It’s wet out there this summer, and that’s made for a mushroom bonanza for St. Albert mycophiles.
Scores of fungi fans are expected to sprout up at the Devonian Botanic Garden’s Pine Pavilion this Sunday to take part in the Alberta Mycological Society’s annual City of Champignons wild mushroom expo.
Society members have fanned out across the province to collect and classify all the fungi they can find to present at the expo, which regularly draws hundreds of guests, said member and Sturgeon County resident Elizabeth Lakeman. Many of the edible mushrooms will be made into delicious gourmet meals for guests to try at the event.
This summer’s massive rains have made for a bumper crop of wild mushrooms around Edmonton, Lakeman said. She’s seen scores of red tops, hundreds of poisonous fly agarics (the infamous magic mushroom), and edible shaggy manes (which don’t normally turn up until fall). She’s also managed to harvest some 10 pounds of the delicious hericium mushroom (which looks like a frost-covered weeping willow) from a certain spot in St. Albert.
She even spotted a rare umbrella polypore mushroom (which looks like a cloud of hundreds of tiny light brown broken umbrellas) in her front yard that’s typically only found in China.
“I couldn’t even find it in any of the mushroom books for this area,” she said.
“This year there are so many mushrooms out there.”
Michelle Whitehead of St. Albert’s Untamed Feast (which sells wild mushrooms at the St. Albert Farmers’ Market) said it’s been a strange year for mushroom hunting. The late rains pushed back the start of morel season by six weeks (morels are tasty mushrooms known for their honeycomb-like caps), but made for some huge ’shrooms when the morels started sprouting.
“Into the third week of July, we were harvesting morels the size of my hand or larger,” she said.
“They’re just gorgeous.”
Mushrooms are the fruit of fungi, the main bodies of which exist underground as thousands of hair-like strands called mycelium. They exist in symbiotic and parasitic relationships with almost every plant, recycling dead material into useable nutrients.

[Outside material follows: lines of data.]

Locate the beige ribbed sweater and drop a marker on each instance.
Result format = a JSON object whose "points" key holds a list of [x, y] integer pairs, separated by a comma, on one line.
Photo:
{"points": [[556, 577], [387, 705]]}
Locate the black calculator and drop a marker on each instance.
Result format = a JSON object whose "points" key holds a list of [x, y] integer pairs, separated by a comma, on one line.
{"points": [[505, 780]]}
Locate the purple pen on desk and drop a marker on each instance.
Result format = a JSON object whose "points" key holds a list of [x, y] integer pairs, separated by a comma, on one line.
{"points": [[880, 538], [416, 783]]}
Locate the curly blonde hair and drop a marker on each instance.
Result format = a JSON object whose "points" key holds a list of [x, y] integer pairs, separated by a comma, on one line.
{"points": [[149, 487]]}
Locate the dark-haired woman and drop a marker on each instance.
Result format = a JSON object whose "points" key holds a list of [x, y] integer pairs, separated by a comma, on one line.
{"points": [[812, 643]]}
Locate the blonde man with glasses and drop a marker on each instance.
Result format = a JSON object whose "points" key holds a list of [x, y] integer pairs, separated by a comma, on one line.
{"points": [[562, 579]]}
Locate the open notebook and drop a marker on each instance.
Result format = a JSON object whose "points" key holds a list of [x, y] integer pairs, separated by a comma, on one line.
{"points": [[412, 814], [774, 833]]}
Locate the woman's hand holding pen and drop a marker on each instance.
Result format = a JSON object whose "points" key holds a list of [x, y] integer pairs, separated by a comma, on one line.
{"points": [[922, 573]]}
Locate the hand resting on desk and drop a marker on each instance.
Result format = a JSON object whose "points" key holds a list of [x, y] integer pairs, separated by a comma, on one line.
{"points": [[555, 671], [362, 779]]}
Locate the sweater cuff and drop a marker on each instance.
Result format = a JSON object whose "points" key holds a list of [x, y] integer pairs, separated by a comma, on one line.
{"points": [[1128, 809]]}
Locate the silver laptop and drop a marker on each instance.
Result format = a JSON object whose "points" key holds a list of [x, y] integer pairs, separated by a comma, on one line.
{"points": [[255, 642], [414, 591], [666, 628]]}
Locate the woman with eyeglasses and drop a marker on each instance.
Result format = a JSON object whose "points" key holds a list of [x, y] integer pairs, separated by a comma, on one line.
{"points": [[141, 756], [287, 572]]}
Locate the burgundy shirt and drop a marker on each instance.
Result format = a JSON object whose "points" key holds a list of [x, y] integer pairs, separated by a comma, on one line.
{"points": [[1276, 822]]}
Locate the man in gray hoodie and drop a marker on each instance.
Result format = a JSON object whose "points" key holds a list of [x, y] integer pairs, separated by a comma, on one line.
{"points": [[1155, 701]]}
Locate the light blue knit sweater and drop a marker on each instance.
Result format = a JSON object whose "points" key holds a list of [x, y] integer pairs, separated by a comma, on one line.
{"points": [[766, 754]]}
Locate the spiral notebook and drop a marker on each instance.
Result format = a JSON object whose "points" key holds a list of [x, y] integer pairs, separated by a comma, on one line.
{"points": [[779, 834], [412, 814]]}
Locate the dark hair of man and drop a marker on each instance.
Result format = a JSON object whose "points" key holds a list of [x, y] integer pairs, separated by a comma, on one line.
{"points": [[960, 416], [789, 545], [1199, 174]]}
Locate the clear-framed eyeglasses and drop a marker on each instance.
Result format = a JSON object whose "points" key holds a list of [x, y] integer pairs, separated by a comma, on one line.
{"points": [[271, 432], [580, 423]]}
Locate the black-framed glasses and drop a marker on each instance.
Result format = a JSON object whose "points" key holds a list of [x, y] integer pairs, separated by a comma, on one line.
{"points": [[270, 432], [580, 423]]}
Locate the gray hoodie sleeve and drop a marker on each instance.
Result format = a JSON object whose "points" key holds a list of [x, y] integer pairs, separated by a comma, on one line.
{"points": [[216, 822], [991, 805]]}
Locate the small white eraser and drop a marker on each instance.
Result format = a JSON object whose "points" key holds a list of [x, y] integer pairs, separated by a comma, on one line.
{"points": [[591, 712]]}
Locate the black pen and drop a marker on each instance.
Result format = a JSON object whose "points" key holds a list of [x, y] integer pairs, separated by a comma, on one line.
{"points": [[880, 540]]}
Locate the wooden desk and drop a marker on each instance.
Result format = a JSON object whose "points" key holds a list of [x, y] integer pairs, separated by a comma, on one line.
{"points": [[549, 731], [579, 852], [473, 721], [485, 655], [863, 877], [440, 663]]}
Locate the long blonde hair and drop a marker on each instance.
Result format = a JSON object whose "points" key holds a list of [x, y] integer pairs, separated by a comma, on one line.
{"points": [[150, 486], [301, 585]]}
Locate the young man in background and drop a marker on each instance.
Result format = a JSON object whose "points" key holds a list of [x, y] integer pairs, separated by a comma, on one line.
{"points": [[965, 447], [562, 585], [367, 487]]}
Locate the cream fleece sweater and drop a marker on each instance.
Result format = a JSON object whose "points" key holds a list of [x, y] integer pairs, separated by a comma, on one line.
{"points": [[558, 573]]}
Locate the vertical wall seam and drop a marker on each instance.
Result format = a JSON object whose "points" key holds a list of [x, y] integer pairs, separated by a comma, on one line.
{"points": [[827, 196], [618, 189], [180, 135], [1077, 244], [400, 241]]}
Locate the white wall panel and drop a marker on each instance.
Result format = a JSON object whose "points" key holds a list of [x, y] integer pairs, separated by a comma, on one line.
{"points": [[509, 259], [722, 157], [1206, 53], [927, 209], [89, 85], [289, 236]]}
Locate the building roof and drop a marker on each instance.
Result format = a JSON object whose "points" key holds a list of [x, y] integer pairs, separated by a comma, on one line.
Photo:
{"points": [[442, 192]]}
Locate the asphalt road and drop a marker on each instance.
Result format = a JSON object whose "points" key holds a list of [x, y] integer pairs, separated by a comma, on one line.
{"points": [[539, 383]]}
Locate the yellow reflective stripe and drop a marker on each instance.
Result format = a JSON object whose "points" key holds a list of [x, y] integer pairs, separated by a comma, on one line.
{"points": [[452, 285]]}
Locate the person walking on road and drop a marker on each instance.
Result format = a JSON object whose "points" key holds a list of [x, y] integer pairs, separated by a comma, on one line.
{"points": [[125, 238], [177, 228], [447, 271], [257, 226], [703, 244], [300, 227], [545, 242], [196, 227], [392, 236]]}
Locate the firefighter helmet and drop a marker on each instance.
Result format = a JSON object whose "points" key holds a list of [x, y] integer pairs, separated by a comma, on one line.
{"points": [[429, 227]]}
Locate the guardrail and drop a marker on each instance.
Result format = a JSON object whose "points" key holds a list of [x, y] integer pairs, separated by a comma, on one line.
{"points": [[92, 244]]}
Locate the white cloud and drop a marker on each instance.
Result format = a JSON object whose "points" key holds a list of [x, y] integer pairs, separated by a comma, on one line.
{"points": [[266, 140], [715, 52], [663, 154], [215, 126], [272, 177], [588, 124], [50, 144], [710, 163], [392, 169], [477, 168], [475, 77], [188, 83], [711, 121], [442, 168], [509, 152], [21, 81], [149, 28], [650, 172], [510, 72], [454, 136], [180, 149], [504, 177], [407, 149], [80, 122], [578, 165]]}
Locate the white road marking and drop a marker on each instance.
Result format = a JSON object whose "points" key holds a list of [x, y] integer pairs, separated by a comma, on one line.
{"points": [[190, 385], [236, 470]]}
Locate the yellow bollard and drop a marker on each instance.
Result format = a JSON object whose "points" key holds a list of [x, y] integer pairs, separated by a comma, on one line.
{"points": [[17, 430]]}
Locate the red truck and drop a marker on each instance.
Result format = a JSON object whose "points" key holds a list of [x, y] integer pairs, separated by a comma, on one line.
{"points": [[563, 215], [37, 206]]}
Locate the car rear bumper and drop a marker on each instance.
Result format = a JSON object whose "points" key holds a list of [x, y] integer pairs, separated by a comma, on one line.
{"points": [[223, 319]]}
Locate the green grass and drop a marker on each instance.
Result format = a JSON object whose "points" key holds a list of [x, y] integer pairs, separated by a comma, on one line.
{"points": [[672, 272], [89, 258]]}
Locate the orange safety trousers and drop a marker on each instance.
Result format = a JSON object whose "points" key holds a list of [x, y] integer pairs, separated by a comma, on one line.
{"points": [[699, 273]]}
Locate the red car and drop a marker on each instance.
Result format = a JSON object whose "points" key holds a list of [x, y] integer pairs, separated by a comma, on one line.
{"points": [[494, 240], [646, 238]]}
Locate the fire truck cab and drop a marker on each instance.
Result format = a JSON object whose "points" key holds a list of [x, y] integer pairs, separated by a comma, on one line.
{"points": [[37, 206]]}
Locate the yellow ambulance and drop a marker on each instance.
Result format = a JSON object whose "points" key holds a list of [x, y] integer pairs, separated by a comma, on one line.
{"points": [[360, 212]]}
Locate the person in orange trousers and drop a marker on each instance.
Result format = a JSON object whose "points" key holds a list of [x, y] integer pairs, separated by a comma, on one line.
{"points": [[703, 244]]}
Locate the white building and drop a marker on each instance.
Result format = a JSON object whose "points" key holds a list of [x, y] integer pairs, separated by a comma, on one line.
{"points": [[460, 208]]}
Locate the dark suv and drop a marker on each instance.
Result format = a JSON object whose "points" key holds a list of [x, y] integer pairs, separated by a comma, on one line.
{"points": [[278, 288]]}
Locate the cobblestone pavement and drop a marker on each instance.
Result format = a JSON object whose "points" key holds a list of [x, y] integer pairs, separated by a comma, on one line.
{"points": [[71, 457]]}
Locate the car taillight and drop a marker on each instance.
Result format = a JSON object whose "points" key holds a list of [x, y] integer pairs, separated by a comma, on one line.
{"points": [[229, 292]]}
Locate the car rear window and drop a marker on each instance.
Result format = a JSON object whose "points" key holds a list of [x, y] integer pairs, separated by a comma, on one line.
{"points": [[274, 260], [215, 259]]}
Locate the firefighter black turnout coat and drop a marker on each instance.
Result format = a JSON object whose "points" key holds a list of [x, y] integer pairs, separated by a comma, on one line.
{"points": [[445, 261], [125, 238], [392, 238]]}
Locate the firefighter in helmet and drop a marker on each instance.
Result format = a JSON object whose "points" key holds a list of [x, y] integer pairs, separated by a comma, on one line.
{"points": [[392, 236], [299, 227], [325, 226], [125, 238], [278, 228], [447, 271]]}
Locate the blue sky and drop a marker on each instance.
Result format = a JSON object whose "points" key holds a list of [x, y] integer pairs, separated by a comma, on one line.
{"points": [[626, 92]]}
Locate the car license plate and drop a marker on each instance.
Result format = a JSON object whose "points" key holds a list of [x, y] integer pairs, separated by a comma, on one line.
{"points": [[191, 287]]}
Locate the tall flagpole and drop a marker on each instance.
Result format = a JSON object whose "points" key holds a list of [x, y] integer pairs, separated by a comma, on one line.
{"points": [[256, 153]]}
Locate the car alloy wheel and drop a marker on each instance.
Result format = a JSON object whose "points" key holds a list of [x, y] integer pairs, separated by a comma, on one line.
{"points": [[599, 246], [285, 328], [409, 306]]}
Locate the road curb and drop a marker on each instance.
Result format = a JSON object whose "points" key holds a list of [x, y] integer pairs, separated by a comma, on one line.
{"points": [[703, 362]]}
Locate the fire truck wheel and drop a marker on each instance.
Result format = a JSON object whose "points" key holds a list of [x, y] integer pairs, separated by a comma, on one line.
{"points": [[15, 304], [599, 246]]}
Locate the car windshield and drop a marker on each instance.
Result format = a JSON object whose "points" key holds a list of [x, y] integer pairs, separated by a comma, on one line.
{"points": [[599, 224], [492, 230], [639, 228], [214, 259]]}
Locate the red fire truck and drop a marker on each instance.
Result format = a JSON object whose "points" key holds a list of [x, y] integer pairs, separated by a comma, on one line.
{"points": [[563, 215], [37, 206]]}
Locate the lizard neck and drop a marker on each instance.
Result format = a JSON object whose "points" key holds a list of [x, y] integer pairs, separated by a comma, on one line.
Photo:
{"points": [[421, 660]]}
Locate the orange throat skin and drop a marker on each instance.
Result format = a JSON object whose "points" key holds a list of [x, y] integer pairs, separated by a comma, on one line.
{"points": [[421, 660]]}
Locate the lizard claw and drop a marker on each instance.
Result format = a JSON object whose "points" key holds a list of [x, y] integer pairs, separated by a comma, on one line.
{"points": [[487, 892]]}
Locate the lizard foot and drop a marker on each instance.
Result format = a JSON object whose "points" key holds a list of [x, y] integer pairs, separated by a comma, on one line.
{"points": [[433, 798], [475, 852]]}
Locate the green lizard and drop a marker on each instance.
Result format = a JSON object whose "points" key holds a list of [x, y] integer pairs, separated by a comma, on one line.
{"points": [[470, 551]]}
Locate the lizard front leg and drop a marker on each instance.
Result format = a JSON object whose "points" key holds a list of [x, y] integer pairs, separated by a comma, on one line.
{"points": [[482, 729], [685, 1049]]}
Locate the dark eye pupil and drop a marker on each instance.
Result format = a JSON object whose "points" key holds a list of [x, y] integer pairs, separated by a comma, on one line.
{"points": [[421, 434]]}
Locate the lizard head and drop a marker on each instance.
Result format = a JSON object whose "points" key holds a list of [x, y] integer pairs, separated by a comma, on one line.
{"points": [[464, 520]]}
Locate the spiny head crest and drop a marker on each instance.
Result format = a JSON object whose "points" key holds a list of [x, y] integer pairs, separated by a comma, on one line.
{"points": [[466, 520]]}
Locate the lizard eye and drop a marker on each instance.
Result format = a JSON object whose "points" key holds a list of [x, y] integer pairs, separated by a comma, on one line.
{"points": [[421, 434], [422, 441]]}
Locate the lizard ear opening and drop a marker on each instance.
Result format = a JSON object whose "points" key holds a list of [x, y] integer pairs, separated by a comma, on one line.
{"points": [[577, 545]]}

There are a lot of wild mushrooms in Alberta, Lakeman said: some are edible, some are medicinal, some are pretty and many are deadly. Many are also very hard to tell apart, even to experts – an issue this month’s rains may have compounded by washing away the telltale colours and scales from certain species.
That’s why she and Whitehead recommend going out with an experienced mushroom forager first if you plan to pick wild mushrooms.
“Don’t go out there and just pick something you think is good and eat it,” Lakeman said.
“You need to know what it is you’re eating.”
The mycological society offers beginners’ classes on mushroom identification, and its members will be available Sunday to try and identify any samples guests bring in.
Sunday’s events will have gourmet chefs turn various wild mushrooms into butters, soups, spreads and other dishes, Lakeman said.
If you want to try cooking them yourself, Whitehead advises you to keep it simple.
“SautĂ© it with butter, maybe some onions, little bit of salt, maybe a little bit of white wine or cream ... low slow heat, get them nice and golden, and that’s when they’re most delicious.”
First-timers should also eat in moderation in case they’re allergic to mushrooms, she added.
Sunday’s expo will also include talks on mushrooms and guided mushroom tours.